If the bridges and alleys seemed more twisted, the covered walkways danker, and the Rialto farther away, it was because of the baleful influence cast by the Ca' Pozza. Even the nearby Fondamenta delle Tette, where women once bared their breasts to entice customers away from homosexual prostitutes, somehow thickened with more sensual associations.

Whether penetrating the Ca' Pozza's secrets would dispel the building's peculiar influence or increase it, Urbino had no way of knowing; but he wouldn't be at peace until he gained access. Since Possle never came out, Urbino would have to get in. It was as simple—and as complicated—as that.

How far he was prepared to go to achieve this end seemed ominously foreshadowed by the urgency of the phrase he kept repeating to himself in an almost audible voice. “I must get in. I must get in.”

He was unable to pull his gaze away from the building. He let his imagination wander through rooms he had never seen, seeking out the old man as he might be sleeping and dreaming of days gone by or sitting with a pile of yellowed letters.

Urbino knew as much or as little about Samuel Possle as everyone else seemed to know or had been allowed to. His background was wealthy but otherwise undistinguished. His family had made a fortune in the shrimp industry in South Carolina. Since he was an only child, it had all come into his hands with the sudden deaths of his parents in the forties. The larger world beyond Venice had heard of him, not for anything he had accomplished, but rather for his former glittering entourage and for what he had always seemed to promise. Time was running out on the promise as he approached his ninetieth year.

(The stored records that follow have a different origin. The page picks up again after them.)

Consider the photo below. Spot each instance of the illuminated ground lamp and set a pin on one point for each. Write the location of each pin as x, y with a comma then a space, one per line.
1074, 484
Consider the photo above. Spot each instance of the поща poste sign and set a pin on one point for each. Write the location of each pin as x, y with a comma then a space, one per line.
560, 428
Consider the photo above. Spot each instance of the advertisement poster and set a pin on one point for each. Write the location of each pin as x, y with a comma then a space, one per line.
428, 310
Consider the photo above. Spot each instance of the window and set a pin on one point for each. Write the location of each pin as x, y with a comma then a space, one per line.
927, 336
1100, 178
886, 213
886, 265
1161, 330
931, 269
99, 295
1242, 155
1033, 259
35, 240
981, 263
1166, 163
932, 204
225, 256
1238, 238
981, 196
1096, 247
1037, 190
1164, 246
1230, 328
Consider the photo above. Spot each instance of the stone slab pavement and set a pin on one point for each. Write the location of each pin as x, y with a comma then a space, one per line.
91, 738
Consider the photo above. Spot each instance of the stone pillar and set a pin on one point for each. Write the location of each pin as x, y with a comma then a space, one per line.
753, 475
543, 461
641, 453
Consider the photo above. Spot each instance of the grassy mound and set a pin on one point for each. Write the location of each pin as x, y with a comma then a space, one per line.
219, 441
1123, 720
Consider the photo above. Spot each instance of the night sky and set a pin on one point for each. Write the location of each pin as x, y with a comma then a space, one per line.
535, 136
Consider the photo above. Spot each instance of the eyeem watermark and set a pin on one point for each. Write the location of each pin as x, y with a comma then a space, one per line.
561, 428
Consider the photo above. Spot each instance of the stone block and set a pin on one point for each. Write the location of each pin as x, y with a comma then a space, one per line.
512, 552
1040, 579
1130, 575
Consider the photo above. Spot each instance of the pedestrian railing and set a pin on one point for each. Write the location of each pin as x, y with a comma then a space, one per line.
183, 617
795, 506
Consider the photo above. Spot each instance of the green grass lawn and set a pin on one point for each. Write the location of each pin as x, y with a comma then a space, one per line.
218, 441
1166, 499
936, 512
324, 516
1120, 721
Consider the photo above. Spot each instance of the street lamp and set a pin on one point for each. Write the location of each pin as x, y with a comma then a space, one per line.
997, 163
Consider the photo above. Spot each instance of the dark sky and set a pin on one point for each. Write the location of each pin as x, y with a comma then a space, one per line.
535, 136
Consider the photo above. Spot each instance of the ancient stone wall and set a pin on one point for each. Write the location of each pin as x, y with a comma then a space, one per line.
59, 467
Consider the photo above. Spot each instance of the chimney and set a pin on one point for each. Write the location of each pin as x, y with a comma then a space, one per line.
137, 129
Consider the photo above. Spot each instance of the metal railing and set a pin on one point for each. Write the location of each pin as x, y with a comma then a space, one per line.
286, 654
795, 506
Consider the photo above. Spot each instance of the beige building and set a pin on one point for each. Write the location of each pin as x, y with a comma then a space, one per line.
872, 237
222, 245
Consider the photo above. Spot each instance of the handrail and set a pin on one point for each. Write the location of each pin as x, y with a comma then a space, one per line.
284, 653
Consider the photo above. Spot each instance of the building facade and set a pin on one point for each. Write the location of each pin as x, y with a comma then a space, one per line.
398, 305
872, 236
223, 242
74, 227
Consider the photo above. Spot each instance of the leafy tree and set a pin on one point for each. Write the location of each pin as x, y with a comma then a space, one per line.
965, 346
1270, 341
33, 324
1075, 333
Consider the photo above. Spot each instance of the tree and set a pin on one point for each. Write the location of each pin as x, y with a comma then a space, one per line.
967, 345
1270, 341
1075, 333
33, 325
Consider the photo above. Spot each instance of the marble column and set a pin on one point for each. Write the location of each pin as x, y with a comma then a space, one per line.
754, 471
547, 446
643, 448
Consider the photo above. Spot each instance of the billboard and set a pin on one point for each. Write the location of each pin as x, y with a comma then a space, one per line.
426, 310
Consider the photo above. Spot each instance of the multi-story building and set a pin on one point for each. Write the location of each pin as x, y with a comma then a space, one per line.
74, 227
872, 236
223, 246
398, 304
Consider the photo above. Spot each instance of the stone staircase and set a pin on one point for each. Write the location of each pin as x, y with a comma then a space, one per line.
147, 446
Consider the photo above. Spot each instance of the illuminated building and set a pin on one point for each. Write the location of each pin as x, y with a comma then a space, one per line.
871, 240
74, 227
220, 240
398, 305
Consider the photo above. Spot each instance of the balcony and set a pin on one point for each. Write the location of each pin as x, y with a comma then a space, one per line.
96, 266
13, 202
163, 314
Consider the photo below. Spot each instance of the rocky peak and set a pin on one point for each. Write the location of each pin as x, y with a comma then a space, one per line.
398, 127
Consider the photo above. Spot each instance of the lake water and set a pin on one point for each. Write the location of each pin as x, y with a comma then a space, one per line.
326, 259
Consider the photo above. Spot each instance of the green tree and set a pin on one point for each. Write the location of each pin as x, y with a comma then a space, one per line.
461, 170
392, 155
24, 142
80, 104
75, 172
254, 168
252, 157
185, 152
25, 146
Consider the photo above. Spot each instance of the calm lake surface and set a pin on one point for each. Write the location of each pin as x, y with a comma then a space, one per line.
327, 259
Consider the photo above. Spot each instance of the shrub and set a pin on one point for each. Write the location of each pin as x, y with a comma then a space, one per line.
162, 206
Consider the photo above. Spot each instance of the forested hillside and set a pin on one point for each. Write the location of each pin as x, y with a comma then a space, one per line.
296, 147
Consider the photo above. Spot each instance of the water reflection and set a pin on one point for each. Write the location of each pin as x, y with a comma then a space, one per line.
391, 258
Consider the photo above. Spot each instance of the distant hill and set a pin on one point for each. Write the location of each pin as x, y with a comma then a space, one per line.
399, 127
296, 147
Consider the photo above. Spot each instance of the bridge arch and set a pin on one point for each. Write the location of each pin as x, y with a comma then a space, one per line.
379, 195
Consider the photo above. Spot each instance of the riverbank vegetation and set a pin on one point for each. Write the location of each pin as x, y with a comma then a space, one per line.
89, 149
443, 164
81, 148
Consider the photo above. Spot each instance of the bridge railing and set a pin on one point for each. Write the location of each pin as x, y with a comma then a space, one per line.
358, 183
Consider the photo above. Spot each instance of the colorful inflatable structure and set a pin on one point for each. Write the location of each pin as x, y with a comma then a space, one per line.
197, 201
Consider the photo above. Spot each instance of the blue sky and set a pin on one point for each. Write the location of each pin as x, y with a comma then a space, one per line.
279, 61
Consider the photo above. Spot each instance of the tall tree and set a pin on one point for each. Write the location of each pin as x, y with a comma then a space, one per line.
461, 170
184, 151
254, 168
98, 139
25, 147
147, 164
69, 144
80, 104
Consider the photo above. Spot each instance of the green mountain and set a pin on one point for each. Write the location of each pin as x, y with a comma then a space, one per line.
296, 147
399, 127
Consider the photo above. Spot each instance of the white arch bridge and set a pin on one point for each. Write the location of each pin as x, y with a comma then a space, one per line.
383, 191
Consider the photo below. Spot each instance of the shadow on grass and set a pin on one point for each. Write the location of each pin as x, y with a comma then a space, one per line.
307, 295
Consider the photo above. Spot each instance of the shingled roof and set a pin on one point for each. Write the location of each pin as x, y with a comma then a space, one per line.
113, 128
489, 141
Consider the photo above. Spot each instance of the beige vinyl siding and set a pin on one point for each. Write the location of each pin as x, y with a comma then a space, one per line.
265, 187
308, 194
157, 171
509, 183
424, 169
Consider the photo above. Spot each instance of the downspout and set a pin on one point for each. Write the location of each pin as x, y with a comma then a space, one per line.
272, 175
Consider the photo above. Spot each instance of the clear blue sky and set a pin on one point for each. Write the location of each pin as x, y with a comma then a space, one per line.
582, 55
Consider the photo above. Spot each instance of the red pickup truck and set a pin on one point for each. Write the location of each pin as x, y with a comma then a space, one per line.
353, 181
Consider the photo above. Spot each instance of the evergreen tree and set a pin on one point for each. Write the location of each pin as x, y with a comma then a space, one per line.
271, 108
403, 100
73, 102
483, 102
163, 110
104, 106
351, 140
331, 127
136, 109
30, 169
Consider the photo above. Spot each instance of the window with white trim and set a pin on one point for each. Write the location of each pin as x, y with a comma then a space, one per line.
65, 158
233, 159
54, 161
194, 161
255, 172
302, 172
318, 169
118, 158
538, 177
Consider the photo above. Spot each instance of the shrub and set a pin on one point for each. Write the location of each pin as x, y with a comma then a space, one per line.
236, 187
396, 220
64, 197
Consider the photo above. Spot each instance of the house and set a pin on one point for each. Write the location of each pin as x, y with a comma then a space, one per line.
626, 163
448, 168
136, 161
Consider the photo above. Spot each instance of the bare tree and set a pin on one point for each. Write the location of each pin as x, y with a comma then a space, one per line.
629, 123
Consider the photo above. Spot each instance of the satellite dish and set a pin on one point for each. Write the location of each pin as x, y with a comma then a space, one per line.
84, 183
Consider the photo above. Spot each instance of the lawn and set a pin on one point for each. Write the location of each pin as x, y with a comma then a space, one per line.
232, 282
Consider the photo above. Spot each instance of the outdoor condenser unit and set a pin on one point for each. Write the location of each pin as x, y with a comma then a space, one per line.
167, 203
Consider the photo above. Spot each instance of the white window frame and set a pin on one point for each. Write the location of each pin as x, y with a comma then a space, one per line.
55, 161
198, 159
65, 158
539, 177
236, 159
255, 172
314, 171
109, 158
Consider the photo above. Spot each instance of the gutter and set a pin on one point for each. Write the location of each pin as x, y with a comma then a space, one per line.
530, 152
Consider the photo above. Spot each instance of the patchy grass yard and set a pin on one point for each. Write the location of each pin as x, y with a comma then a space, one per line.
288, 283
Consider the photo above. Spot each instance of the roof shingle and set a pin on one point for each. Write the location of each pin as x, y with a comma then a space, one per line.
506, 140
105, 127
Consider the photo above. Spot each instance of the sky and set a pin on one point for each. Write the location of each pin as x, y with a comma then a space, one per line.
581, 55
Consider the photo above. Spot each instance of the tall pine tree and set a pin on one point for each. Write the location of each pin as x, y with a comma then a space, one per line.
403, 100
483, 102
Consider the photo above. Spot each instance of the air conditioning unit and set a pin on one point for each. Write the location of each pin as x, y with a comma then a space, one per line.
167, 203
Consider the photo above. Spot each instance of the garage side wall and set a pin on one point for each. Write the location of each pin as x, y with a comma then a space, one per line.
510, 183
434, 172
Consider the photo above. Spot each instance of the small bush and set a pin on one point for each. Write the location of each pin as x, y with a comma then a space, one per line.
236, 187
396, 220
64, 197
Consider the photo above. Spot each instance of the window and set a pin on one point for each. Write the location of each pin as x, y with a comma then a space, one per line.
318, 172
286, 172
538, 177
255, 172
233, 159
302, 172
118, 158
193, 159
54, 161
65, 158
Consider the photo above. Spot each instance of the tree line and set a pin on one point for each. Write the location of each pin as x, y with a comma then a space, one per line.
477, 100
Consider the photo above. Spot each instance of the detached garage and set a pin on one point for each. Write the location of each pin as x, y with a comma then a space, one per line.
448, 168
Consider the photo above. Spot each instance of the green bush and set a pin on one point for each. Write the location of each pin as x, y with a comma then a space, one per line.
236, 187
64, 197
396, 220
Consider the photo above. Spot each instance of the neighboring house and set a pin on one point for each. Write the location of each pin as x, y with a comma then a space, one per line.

Possle, a frequent guest of the rich and famous, and the indefatigable host of sensational gatherings at the Ca' Pozza, appeared briefly, but memorably, in the memoirs and biographies of many people now long dead. His marriage to a German poet had ended in divorce decades ago, and he had never remarried. After all his years of high society, he had gone into seclusion.

He was supposedly working on a book he had once made the mistake of saying was a “meditation on time and the human emotions” intentionally evoking Proust's
Remembrance of Things Past
. However, his version, he had said, would be more sensational and even longer.